Infectivity of Trypanosoma brucei-subgroup Flagellates Maintained in Culture

Virulence and infectivity of 4 Trypanosoma brucei-subgroup pleomorphic strains: T. brucei EATRO (E) 795 and 1587, and T. rhodesiense E1895 and Bechuanaland (B) 182A, cultivated in modified Tobie's medium (Tm), were tested in C57BL/6J mice. The 3 freshly isolated EATRO strains could be maintained in Tm by serial transfers, but B182A strain, with a history of ~29 syringe passages in laboratory rodents, was difficult to cultivate. Populations of this latter strain contained many rounded and multinucleate forms both in the bloodstream of mice and in culture. Inocula with identical trypanosome numbers were used in all experiments. Strains E795 and E1895 lost all infectivity for normal mice by the 3rd day of cultivation and strain E1587 remained infective for ~40% of the inoculated animals on the 4th day; even 5-day cultures of strain B182A caused lethal parasitemia in ~40% of the infected mice. In all instances, infectivity and virulence of cultured trypanosomes could be correlated with percentages of nontransformed bloodstream forms (LS, ISS, SS) present in the cultures, no infection apparently being caused by cultures with less than ~20% of such forms.
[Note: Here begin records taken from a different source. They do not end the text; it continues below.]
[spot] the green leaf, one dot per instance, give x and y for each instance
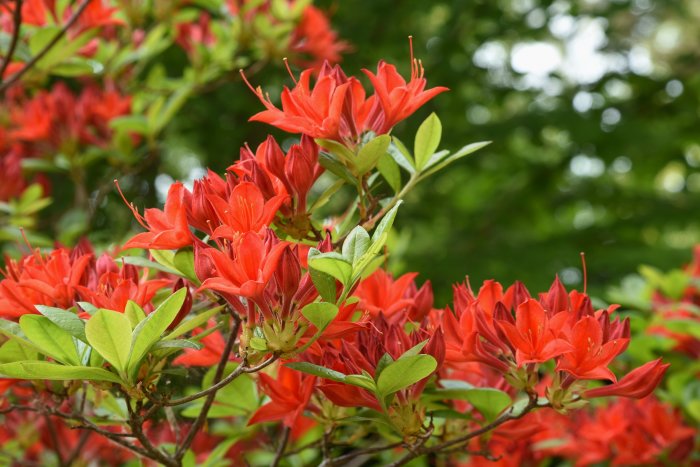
(370, 153)
(177, 344)
(165, 258)
(324, 283)
(356, 245)
(383, 362)
(326, 195)
(401, 155)
(55, 372)
(134, 312)
(148, 332)
(341, 152)
(130, 123)
(146, 263)
(41, 38)
(427, 140)
(390, 171)
(66, 320)
(320, 314)
(489, 402)
(77, 66)
(331, 263)
(109, 333)
(405, 372)
(465, 151)
(362, 381)
(194, 322)
(415, 350)
(330, 163)
(51, 339)
(14, 351)
(385, 224)
(184, 262)
(317, 370)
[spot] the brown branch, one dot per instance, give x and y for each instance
(27, 66)
(16, 23)
(507, 416)
(73, 456)
(281, 447)
(236, 373)
(202, 417)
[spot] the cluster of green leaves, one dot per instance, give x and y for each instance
(109, 347)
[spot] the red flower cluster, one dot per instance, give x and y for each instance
(64, 277)
(51, 122)
(512, 333)
(623, 432)
(680, 309)
(337, 107)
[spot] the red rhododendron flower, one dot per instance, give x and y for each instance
(245, 211)
(290, 394)
(167, 229)
(313, 36)
(245, 269)
(534, 336)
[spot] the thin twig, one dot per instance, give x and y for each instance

Judging from the survival lengths of mice, the 3 EATRO strains were about equally virulent, while virulence of T. rhodesiense B182A trypanosomes was significantly higher. Essentially identical results were obtained with strain E1895 after 1, 2, or 3 syringe passages in mice. Among hydrocortisone-treated mice, lethal parasitemias (in ~40% of animals) resulted from inoculations of strains E795 and E1895 maintained in Tm medium for up to 6 days, less than 10% of bloodstream forms present in cultures being sufficient for the development of infection in animals whose immune mechanisms were affected by the hormone. The period for which cultures of strain E1895 remained infective and virulent for normal mice could be extended to 5 days by maintaining the parasites in the presence of L cell cultures. Under these conditions, transformation of bloodstream to culture forms appeared to be delayed. The implications of all the results are discussed in the light of the available morphologic, biochemical, and immunologic data.